It can be a challenge for organizations to convey the human impact in areas such a public health work. The Johns Hopkins University Bloomberg School of Public Health, in conjunction with USAID, came to Trellon for assistance in solving this problem. The result was a total rebuild of their dated public health image catalog. Photoshare became a modern, crowdsourced catalog of images that are free for nonprofit and educational use. By engaging both amateur and professional photographers who are directly engages in public health work across the world, Photoshare provides an accurate and impactful view into the work done by its contributors. The photos available are regularly used in grant applications and reports as well as in websites, teaching materials, and presentations.

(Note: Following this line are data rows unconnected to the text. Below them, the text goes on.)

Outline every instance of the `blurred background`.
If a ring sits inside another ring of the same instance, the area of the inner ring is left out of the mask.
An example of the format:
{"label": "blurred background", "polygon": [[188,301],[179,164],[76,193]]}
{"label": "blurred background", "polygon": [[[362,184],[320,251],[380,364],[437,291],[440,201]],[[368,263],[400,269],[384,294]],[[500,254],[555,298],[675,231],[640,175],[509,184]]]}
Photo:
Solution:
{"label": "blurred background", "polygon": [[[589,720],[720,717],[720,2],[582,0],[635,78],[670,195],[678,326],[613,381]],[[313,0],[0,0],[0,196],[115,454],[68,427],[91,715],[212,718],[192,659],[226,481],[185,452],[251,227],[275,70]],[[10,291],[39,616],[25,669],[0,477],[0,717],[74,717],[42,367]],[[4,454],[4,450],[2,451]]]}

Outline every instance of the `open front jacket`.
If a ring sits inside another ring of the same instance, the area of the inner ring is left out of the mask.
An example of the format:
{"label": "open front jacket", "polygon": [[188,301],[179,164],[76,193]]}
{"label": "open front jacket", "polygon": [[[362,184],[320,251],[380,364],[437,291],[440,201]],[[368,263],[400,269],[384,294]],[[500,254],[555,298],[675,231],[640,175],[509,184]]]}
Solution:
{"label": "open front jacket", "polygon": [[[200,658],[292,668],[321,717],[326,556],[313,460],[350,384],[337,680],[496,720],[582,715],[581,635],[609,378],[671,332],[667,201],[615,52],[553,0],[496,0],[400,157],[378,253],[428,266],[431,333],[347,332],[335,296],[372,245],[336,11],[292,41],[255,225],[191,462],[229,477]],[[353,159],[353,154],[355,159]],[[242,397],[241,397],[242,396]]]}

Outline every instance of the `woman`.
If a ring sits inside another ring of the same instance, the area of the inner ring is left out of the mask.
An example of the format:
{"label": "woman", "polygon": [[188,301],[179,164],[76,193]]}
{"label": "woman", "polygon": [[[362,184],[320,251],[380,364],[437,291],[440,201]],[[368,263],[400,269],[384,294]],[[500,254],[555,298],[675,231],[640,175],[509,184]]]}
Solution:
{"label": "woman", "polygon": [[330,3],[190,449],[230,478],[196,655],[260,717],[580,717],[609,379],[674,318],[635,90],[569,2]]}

One of Trellon’s initial challenges was in updating the look and feel of a bland, dated system into something that would inspire participation in visually-minded contributors. Making the contributed photos front and center was an easy decision. Not only did it highlight the contributions made, but it leveraged the visual appeal and emotional impact of the images in the collection.
Simple Image Submission and Management
Even if people wanted to contribute to the system, a complex submission process would serve as a powerful deterrent to participation. In order to be effective, however, Photoshare would need to collect information about the photographer, location, and content of images as well as metadata about the image file itself. Trellon developed a custom image submission form that would track users to create sensible defaults on their submissions, pull metadata directly from image files, and allow for the bulk uploading of images in order to make the submission process as simple as possible.

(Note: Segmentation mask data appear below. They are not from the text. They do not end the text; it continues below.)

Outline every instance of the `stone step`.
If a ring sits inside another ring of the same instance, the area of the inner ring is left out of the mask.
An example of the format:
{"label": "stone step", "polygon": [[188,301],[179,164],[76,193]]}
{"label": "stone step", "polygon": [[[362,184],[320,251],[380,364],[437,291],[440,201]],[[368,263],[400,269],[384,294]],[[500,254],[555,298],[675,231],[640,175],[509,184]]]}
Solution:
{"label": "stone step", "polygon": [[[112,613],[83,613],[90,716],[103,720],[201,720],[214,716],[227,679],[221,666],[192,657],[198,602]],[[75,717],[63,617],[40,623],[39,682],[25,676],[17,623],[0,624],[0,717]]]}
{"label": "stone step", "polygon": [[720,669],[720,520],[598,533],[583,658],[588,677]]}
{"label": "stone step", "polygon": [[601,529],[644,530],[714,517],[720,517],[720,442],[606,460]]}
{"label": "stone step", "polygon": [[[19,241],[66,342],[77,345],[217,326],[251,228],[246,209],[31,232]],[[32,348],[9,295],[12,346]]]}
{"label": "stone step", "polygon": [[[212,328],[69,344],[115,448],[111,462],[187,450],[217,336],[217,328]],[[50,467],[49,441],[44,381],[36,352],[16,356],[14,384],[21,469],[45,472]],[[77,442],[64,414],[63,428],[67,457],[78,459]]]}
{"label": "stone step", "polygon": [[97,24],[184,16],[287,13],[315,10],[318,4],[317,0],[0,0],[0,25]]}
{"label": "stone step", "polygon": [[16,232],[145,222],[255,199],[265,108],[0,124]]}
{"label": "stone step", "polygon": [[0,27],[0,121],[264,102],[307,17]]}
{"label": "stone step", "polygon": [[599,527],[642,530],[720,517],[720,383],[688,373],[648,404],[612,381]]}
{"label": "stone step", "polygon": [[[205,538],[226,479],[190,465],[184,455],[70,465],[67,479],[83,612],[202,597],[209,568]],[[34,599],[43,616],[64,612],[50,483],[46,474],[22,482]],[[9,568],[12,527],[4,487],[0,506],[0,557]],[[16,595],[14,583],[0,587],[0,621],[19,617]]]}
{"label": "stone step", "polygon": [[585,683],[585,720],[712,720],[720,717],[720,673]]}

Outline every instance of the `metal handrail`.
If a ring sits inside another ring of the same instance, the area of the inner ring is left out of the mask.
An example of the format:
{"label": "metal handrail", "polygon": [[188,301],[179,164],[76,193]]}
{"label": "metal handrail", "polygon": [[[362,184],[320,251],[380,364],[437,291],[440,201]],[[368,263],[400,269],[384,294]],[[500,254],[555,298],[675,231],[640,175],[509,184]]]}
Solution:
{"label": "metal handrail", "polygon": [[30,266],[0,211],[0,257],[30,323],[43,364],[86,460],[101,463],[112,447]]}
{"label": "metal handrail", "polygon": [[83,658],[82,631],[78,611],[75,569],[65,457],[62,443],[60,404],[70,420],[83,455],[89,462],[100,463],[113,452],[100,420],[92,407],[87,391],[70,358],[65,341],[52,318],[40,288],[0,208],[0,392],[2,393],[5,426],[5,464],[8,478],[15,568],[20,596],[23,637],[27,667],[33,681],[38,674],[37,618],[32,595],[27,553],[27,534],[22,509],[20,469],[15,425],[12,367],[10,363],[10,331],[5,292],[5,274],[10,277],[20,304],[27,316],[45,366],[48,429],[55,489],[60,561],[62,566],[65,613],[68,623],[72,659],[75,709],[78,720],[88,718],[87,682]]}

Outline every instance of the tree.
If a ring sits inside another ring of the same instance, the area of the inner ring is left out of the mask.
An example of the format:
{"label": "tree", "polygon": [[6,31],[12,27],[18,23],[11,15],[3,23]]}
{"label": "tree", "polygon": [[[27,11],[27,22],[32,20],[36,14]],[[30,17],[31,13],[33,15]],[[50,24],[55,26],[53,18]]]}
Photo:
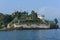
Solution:
{"label": "tree", "polygon": [[12,17],[15,18],[15,17],[20,17],[21,16],[21,12],[19,11],[15,11],[12,13]]}
{"label": "tree", "polygon": [[58,20],[57,20],[57,18],[55,18],[55,19],[54,19],[54,21],[55,21],[55,23],[56,23],[56,24],[58,23]]}
{"label": "tree", "polygon": [[4,19],[5,19],[4,21],[5,21],[5,24],[6,24],[6,23],[11,22],[13,20],[13,17],[11,15],[6,14]]}
{"label": "tree", "polygon": [[0,25],[4,24],[4,17],[5,15],[3,13],[0,13]]}
{"label": "tree", "polygon": [[31,11],[30,15],[31,15],[32,19],[36,19],[37,18],[37,13],[35,11],[33,11],[33,10]]}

Trellon further created a host of screens to simplify the management of images. Contributors are able to view the images they have submitted as well as the history of use of those images. System administrators are presented with simple queues of both submitted images and requests to use images. These are used to approve items or to provide feedback via the internal messaging system.
Custom Search and Image Selection
Photoshare could have the perfect image to help a nonprofit tell its story, but if that nonprofit couldn’t find and request that image, Photoshare wouldn’t be of any use to it. Trellon’s response was to create a comprehensive search and image selection toolset. Using Apache Solr technology to power the search engine gave Trellon the ability to create a customized search experience based around common-sense search terms. Displaying results information in-context prevents users from searching too narrowly, ensuring they will get relevant results. Trellon also chose to present additional information about individual images on the search result page via an intuitive hover-based interface, allowing users to quickly access additional information about multiple promising-looking images. Users can also save images to a temporary lightbox directly from the search result screen so that they can review them in-depth later, or share them with others at their organization before they decide which images to use.
With a system designed to handle tens of thousands of high-quality images, performance was obviously a concern. Trellon worked closely with the team at Johns Hopkins to discuss hosting options and put performance enhancements into place, centering around the batch upload, image display, and search processes.